Si certains des abonnés auraient voulu recommencer illico l’entièreté des cantates de Bach, c’est plutôt à Schubert que sera consacrée la deuxième grande intégrale donnée dans la salle, et ce, à partir de la saison 2024-2025. Au menu : les quelque 600 lieder de Schubert.

Olivier Godin, qui a accompagné de nombreux chanteurs en tant que pianiste, insiste sur l’importance de la voix à Bourgie. Cela vaudra aux mélomanes d’entendre de grands noms d’ailleurs comme Wolfgang Holzmair, Cyrille Dubois et François Le Roux, mais aussi les incontournables d’ici comme Marie-Nicole Lemieux, Karina Gauvin et Gordon Bintner.

Devenue la Mecque montréalaise du piano, la salle présentera aussi des virtuoses comme Pierre-Laurent Aimard, Christian Blackshaw (sonates de Mozart), Igor Levit, Víkingur Ólafsson (Variations Goldberg), Charles Richard-Hamelin, Bruce Liu et André Laplante.

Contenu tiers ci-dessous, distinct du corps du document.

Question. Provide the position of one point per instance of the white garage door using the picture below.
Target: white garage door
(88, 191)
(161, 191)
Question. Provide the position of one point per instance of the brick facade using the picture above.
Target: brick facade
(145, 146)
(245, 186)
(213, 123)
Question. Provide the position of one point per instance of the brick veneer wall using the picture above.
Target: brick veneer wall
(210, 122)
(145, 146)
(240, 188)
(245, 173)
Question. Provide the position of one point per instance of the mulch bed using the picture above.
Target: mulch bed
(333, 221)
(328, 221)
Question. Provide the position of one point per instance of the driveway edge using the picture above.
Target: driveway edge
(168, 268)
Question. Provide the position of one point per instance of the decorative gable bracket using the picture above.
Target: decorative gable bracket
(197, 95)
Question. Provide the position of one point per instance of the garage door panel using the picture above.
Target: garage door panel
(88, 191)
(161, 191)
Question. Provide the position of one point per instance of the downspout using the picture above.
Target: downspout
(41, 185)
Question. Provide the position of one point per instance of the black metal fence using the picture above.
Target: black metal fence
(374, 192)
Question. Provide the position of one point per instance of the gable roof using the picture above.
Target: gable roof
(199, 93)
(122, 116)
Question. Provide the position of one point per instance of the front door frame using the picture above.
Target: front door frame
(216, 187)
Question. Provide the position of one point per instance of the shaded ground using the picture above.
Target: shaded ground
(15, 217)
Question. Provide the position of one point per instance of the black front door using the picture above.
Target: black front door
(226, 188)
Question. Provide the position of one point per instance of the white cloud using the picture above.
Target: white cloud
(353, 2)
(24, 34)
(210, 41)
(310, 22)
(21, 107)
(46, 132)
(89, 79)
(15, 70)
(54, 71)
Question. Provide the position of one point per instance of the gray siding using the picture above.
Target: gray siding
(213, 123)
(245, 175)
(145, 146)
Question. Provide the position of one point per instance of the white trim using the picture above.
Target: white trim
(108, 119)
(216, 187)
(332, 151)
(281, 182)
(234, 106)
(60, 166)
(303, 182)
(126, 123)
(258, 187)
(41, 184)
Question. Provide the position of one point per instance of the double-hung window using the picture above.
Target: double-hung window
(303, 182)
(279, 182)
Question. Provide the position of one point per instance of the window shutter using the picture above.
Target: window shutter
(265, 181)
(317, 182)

Autre créneau éminemment « bourgien », la musique de chambre est loin d’être en reste avec la venue du Quatuor Dover (concert d’ouverture de la saison le 27 septembre), du Trio Wanderer et du Trio Faust-Queyras-Melnikov.

Enjeux sociaux

En quoi la programmation illustre-t-elle les « enjeux sociaux » mentionnés par Olivier Godin ?

Les deux administrateurs citent le concert donné pour la Journée nationale de la vérité et de la réconciliation avec trois artistes autochtones, celui en hommage au peuple ukrainien avec des mélodies écrites sur des poèmes de soldats au front et un récital de chant dédié aux femmes iraniennes.

Les hommages seront multiformes, puisque la prochaine saison lèvera son chapeau à Rachmaninov, Fauré, Dubois, Ligeti et Maria Callas à l’occasion d’anniversaires de naissance ou de décès, mais aussi, plus près de nous, à Rachel Laurin, Oscar Peterson, Françoise Sullivan, Raffi Armenian et Agnes Grossman.

Ayant tous deux travaillé en pédagogie dans leur vie antérieure, le duo à la tête de la salle de la rue Sherbrooke a également programmé six cours de maître et demandé à six de ses invités d’agir en tant que mentors pour des artistes de la relève.

La Fondation chouchoute également les jeunes du public (34 ans et moins), qui pourront continuer à bénéficier de billets de dernière minute à 10 $, initiative de plus en plus populaire, d’après Olivier Godin.

« Isolde avait un beau lien de confiance avec le public. Notre souhait le plus cher est que les gens nous fassent confiance et prennent des risques avec nous », dit Caroline Louis en terminant.